On Sat, 24 Mar 2007 19:38:06 +0100 Herbert Poetzl <herbert@xxxxxxxxxxxx> wrote:

On Fri, Mar 23, 2007 at 09:42:35PM -0800, Andrew Morton wrote:
On Fri, 23 Mar 2007 20:30:00 +0100 Herbert Poetzl <herbert@xxxxxxxxxxxx> wrote:


Hi Eric!
Hi Folks!

here is a real world example result from one of my tests
regarding the benefit of sharing over separate memory

the setup is quite simple, a typical machine used by
providers all over the world, a dual Pentium D 3.2GHz
with 4GB of memory and a single 160GB SATA disk running
a Linux-VServer kernel (2.6.19.7-vs2.2.0-rc18)

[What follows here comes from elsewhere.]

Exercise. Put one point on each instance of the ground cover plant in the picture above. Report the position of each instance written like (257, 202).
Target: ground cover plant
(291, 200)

the Guest systems used are Mandriva 2007 guests with
syslog, crond, sshd, apache, postfix and postgresql
installed and running (all in all 17 processes per guest)

the disk space used by one guests is roughly 148MB

in addition to that, a normal host system is running
with a few daemons (like sshd, httpd, postfix ...)


the first test setup is starting 200 of those guests
one after the other and measuring the memory usage
before and after the guest did start, as well as
recording the time used to start them ...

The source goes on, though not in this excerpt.